The credit crisis is putting pressure on investors -- even those who do not have to mark assets to market every quarter -- to cope with valuing complex securities when they cannot rely on market prices.

Since the bottom has fallen out of the market for structured credit, Washington Square Investment Management Ltd, for example, has seen wide variations in the few quotes available from banks, and mostly one-sided quotes at that -- bids at extremely low levels aimed at forced sellers, but no offers.

We had a real problem of coming up with a sensible way of informing our investors about net asset values (NAV), said Claudio Albanese, a board member on the pricing committee of Washington Square.

We could see a cross-section of prices for assets that were about identical in terms of exposure and correlation but were trading at vastly different levels, he said.

The asset manager is not required, as a buy-and-hold investor, to mark investments to market prices and has not been forced to sell assets, which means its valuations have not had to reflect the extreme volatility in the market since June.

Even so, Washington Square wants to give a NAV figure to its investors every month that reflects underlying shifts in the market and in the firm's rate of return, Albanese said.

Its solution has been to use a mathematical model and then recalibrate that model every month to reflect changing conditions, with the final objective of converging to market quotes in six months or so, when volatility has subsided and market liquidity is restored, he said.

Many investors who are not required to mark to market have focused on valuations because of the growing concern of senior management over exactly what their firms are exposed to, bankers said at a conference in Brussels this week.

Every time there is a crisis, people realize that valuation needs to be more accurate, said David Gershon, chief executive of pricing service SuperDerivatives. People are becoming impatient about not knowing where they are.


Washington Square manages Carador, a 50 million euro ($74.2 million) listed fund of equity tranche holdings in collateralized debt obligations (CDOs), which have been shunned by the market and are particularly difficult to price.
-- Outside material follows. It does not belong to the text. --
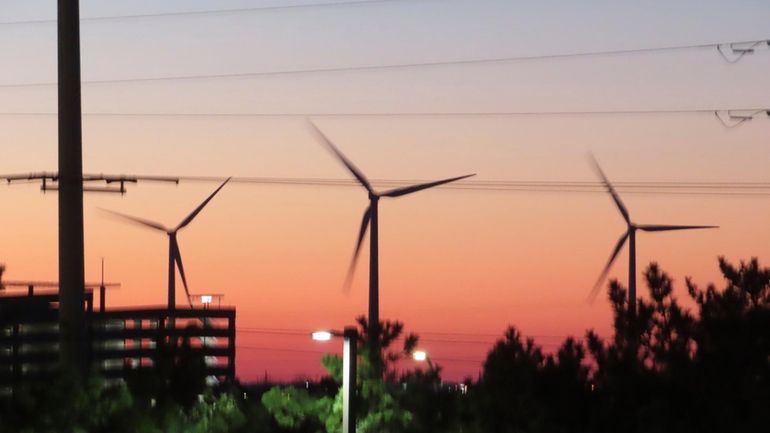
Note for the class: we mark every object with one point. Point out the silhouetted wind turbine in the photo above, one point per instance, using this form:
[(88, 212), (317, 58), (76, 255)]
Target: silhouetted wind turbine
[(370, 219), (629, 235), (174, 255)]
CDOs are portfolios of credits divided into tranches, with the riskiest equity tranche exposed to the first few percent of default losses from anything in the portfolio and the top tranches exposed to loss only after the rest have gone under.

To come up with a CDO valuation, the investor must value all the underlying assets and then assess the value of his tranche relative to the other tranches, known as correlation risk.
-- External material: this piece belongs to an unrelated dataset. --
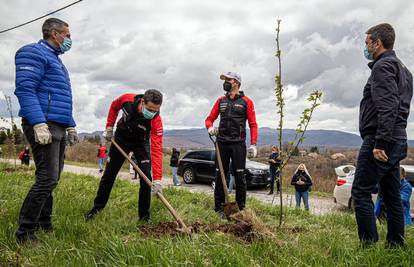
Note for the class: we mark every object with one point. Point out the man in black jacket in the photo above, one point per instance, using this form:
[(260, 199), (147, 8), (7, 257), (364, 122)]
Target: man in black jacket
[(384, 110)]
European investors in synthetic CDOs, which are portfolios of credit default swaps, or bets companies will not default on their debt, may have an even greater need for pricing models.

Under International Financial Reporting Standards (IFRS), unlike U.S. GAAP accounting, even buy-and-hold investors in such derivative-based products must mark them to market.

Institutions with hundreds of millions of euros invested in CDOs of whatever type may find it worth spending a million or two to get a pricing model of their own when they see bid/offer spreads of, say, 16 to 95 -- or no prices at all.

Another option is to turn to independent pricing providers, such as Markit and SuperDerivatives, which get bank and broker quotes and feed them into sophisticated models.


Lots of people are building models, said Jeff Gooch, Markit executive vice president for valuations. You can argue the merits of different models, but however good your model, the hard part is getting access to inputs and then testing them.

Auditors say that before allowing these independent numbers, they look in detail at the price inputs that went into them.

It's all useful evidence, said John Hitchins, UK banking leader at PricewaterhouseCoopers. None of them are the definitive word.

Washington Square's Albanese said the development of investor services in this area is sorely needed.

The reality is so complex that the important issue is consistency. That is where research is going, Albanese said. It make take a couple of years, he predicted, for the rocket scientists to come up with the model that all can agree on.

But even in a situation where you have the ideal engineering solution, you still need inputs into those models. If there are no market prices, that means each of 10 different banks will input its own assumptions, still ending up with 10 different figures, he said.